El alemán, como todos saben, utiliza los sustantivos comunes con mayúsculas. Los alemanes, como todos saben, tienden a considerarse los decodificadores —y protectores— de la Verdad: les cabe la idea de que cada cosa que digan sea tan importante como para destacarla —y en tanto trascendencia en la Filosofía y la Literatura, al menos podemos aceptar que tengan sus argumentos—; de hecho, tras distintas cuestiones filológicas, tuvieron que elegir qué hacer con las mayúsculas y entendieron que lo suyo era ponerlas en todos los sustantivos comunes, a contrario sensu del resto de las lenguas.

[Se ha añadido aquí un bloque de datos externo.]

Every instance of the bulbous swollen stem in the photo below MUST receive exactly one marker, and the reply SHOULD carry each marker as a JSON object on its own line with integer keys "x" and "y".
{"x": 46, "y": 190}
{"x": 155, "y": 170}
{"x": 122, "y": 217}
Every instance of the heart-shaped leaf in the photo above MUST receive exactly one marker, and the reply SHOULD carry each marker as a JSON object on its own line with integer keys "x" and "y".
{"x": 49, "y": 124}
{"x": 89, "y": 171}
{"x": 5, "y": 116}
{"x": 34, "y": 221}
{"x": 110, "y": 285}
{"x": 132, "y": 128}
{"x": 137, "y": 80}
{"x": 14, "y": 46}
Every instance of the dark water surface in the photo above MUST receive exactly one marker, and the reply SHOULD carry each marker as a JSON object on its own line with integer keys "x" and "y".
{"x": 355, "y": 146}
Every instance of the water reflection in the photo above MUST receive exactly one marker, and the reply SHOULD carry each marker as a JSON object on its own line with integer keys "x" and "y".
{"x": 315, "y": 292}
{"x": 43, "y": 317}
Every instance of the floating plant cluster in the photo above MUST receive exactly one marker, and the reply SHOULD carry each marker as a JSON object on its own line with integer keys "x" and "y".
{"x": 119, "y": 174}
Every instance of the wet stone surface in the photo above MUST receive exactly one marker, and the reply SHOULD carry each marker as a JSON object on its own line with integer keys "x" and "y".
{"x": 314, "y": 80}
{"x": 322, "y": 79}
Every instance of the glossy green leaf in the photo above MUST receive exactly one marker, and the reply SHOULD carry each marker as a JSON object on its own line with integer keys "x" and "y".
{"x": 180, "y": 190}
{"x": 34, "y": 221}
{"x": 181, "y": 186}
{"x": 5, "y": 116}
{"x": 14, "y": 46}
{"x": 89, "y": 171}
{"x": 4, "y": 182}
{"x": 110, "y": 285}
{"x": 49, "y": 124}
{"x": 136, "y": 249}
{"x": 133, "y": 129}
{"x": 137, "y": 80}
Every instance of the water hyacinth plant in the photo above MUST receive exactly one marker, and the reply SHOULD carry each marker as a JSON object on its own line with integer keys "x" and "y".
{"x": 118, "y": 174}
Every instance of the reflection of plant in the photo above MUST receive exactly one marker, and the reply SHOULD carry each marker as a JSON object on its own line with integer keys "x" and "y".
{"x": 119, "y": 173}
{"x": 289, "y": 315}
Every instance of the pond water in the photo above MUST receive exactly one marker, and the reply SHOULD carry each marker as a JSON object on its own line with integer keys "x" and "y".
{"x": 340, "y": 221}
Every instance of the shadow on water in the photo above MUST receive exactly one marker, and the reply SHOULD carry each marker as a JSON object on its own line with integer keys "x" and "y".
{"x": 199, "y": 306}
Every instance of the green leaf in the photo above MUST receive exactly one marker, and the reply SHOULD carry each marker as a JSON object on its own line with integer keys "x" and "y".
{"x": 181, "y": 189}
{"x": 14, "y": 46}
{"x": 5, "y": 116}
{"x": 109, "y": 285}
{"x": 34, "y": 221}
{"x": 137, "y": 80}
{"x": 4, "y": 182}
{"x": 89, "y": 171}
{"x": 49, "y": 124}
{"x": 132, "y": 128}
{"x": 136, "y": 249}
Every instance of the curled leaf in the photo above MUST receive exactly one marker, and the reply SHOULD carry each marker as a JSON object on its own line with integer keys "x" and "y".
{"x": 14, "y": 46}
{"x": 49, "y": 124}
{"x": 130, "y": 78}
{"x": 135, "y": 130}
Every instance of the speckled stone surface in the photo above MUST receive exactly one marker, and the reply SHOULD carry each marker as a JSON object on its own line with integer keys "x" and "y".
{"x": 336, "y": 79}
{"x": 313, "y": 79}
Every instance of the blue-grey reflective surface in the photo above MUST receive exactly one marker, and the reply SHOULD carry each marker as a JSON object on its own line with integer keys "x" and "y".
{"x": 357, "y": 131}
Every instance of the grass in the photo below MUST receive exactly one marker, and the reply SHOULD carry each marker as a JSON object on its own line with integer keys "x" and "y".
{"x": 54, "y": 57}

Pero esas son otras cuestiones, muy distinto de lo que pretende esta columna. El ojo del lector no se prende fuego por una palabra resaltada, sino por una palabra bien puesta. Creo que para escribir primero hay que saber contar que un personaje baja por el ascensor, sale a la calle, estira el brazo y toma un taxi —solo con una mayúscula inicial—. Después viene el resto, y ahí hay que escribir y ya, confiar en uno sin soñar con que lo persiguen, con que va a resolverle la vida a nadie, con que tiene siquiera resuelta la suya, o que eso que escribe merezca o no ser publicado.